CSP cloud datacenterに接続する複数のクラウドデーターセンター

このトポロジは、サード パーティ製のゲートウェイを使用して CSP に接続する複数のエンタープライズ サイトを表しています。 サード パーティ製のエッジ デバイスは、サイト間 VPN ゲートウェイと BGP ルーターとして機能します。

Multiple Enterprise sites connecting to CSP cloud datacenter

顧客のエッジ ルーターは、次のいずれかの方法で、内部設置型の内部ルートを学習します。
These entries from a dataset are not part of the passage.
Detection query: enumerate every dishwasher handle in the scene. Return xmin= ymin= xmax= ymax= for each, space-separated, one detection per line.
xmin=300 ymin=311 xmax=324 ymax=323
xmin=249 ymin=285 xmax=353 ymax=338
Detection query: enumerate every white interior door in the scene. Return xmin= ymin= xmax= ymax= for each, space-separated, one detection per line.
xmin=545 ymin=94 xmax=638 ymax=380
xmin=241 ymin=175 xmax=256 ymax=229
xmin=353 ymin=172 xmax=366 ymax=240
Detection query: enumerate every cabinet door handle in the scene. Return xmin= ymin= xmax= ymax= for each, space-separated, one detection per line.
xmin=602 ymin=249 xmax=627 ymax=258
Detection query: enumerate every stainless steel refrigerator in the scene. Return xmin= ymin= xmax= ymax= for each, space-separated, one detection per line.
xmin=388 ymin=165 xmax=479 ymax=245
  • エッジ デバイスは、内部ルーターで BGP を実行して、内部ルートを学習します (このケースでは、10.1.1.0/24)。

  • エッジ デバイスは、内部ゲートウェイ プロトコル (IGP) を実装し、内部ルーティングに直接参加します。

それぞれのエンタープライズ サイトは、直接 eBGP 接続を介して他のサイトからルートを学習します。

それぞれのエンタープライズ サイトは、ホストされているネットワーク ルートを直接的に学習すると共に他のエンタープライズ サイトを使用して学習したうえで、ルートのコストに基づいて最適なルートを選択します。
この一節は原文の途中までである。